I was wondering how the diff information was visualized. I want to finally make the colored difference information in pdf format.
When I looked it up in various ways, I wondered if python-docx could be used, and evaluated it. I will summarize it in. I thought about MarkDown, but the disposition of a bad engineer that the detailed layout and appearance can be corrected with the GUI of Word if it is a method of generating docx made me choose this method (bitter smile). If you can create Word, you can create PDF.
I hope it will be helpful for those who want to create a Word template based on the results of various analyzes with Python.
This time, we confirmed the following functions.
Originally, it would be smooth if it was done with Python on Windows, but this time, due to various circumstances, we confirmed the operation in the following environment. No, like diff, I wanted to process the data that was messed up on cygwin, so it became this environment.

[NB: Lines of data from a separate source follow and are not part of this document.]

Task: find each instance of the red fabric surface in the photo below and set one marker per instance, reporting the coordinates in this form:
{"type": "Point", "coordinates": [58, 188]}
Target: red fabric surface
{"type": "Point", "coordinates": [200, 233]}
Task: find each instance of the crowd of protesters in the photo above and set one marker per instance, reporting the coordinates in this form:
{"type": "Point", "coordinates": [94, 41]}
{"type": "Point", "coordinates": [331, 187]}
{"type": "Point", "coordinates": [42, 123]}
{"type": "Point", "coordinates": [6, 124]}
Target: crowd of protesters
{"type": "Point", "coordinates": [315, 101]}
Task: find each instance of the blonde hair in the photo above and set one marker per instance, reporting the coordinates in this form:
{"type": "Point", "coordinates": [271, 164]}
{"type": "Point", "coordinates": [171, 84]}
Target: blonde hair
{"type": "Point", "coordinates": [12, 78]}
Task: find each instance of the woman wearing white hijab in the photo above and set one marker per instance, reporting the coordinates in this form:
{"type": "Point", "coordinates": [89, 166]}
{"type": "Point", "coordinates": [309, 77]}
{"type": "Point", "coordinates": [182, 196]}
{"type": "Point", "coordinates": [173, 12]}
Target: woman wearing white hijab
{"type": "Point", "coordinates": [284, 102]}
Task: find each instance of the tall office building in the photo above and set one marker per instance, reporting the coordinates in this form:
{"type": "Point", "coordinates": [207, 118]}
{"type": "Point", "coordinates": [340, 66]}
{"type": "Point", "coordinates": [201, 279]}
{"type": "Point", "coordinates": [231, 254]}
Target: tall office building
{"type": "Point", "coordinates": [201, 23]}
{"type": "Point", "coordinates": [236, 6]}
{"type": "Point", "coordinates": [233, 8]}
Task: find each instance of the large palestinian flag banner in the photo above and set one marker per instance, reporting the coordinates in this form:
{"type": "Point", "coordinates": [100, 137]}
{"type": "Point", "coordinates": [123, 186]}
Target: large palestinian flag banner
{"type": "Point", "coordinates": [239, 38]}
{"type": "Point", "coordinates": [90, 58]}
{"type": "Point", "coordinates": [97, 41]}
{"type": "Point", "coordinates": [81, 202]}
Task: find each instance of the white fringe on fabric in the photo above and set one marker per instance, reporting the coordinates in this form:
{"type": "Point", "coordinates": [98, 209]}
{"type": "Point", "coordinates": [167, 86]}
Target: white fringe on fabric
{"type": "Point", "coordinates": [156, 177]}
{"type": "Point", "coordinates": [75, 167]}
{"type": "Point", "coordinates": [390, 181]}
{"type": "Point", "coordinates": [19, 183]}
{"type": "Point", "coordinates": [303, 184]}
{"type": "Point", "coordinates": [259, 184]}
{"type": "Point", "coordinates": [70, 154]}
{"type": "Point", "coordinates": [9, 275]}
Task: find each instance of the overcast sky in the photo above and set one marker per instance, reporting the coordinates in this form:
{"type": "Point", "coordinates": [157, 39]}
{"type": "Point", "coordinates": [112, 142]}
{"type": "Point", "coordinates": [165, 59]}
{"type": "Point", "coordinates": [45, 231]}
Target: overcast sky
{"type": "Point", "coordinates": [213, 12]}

When using Cygwin, check the character code of all python files in UTF-8 format and line breaks in \ n only format.
Also, for ** MS-DOS prompt **, the line break is \ r \ n and the character code is SJIS. Also in this chapter
# -*- coding: utf-8 -*-
A certain description
# -*- coding: shift-jis -*-
If so, it should be cool.
Python is already included.
Installation is described here [https://python-docx.readthedocs.io/en/latest/user/install.html#install). The conditions are as follows.
You can usually do it with pip install python-docx, maybe. The MS-DOS prompt version went smoothly in my environment as well.
First of all, although it is the above condition, the following libraries must be installed on Cygwin. If these are not included, an error will appear as if there is no header, so enter them. ** May not be included as standard. ** **
Furthermore, if you have python in both Windows and Cygwin like me, you need to be careful, and if you pip install, it will be in Windows depending on the path setting and so on. So, I installed it by the following method.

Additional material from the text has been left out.